К отношению мы никогда не приходим совершенно чистыми, мы несем в себе некий прежний груз, мы уже не-событие, мы со-реальность (если понимать Бытие и Реальность так, как их понимает психософия). «В каждом человеке, – говорит С. Кьеркегор, – есть нечто мешающее ему видеть свою душу насквозь; иногда это нечто разрастается до такой степени и в совокупности с различными лежащими вне воли человека житейскими условиями так запутывает его, что он почти не в состоянии открыть своей души другим; тот же, кто не может открыться перед другим, не может любить и, следовательно, несчастнейший человек в мире»118.

И только способность достичь своего сущностного «я» дает возможность осуществить «со-бытие». «Мысль всякой души, – пишет Платон, – которая стремится воспринять надлежащее, узрев [подлинное] бытие, хотя бы и ненадолго, ценит его, питаясь созерцанием истины и блаженствует, пока небесный свод не перенесет ее по кругу опыт на то же место. При этом кругообороте она созерцает самое справедливость, созерцает рассудительность, созерцает знание – не то знание, которому присуще возникновение и которое как иное находится в ином, называемое нами сейчас существующим, но подлинное знание, содержащееся в подлинном бытии. […] Красота сияла среди всего, что там было. […] Когда кто-нибудь смотрит на здешнюю красоту, припоминая при этом красоту истинную, он окрыляется»119.

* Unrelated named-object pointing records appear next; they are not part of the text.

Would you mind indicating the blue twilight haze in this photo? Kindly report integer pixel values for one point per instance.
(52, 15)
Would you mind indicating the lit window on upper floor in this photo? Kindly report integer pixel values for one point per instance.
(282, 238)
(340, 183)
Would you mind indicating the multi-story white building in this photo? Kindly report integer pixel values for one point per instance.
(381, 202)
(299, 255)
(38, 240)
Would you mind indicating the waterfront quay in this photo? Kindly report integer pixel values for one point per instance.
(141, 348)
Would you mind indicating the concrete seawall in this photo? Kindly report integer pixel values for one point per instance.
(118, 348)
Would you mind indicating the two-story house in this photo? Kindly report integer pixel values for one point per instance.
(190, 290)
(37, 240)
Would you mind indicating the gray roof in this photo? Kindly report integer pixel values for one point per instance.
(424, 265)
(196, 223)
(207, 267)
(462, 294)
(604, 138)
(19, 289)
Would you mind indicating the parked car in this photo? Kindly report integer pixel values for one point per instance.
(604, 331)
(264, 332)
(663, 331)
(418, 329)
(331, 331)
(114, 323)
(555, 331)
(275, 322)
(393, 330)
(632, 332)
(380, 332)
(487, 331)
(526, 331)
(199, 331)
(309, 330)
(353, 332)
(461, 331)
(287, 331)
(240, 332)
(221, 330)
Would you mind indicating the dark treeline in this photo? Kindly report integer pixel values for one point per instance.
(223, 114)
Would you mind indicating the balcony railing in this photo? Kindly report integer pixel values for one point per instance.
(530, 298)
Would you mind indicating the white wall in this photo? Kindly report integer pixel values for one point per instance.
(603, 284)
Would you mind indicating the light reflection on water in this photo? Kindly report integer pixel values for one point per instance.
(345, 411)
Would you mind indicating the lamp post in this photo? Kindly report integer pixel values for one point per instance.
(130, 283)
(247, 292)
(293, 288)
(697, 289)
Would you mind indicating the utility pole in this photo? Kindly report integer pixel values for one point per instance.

Поэтому между двумя нет ограничений, если оба ощущают красоту происходящего, и Платон добавляет, говоря о душе: «Презрев все обычаи и приличия, соблюдением которых щеголяла прежде, она готова рабски служить своему желанному и валяться где попало, лишь бы поближе к нему – ведь, помимо благоговения перед обладателем красоты, она обрела в нем единственного исцелителя величайших страданий»120. В диалоге «Пир» Платон показывает, как подлинно красивое делается истинно этическим: «Сократ: Но скажи еще вот что. Не кажется ли тебе, что доброе прекрасно? Агафон: Кажется. Сократ: Но если Эрот нуждается в прекрасном, а доброе прекрасно, то, значит, он нуждается и в добре. Агафон: Я не в силах спорить с тобой, Сократ. Пусть будет по-твоему. Сократ: Нет, милый мой Агафон, ты не в силах спорить с истиной, а спорить с Сократом дело нехитрое»121.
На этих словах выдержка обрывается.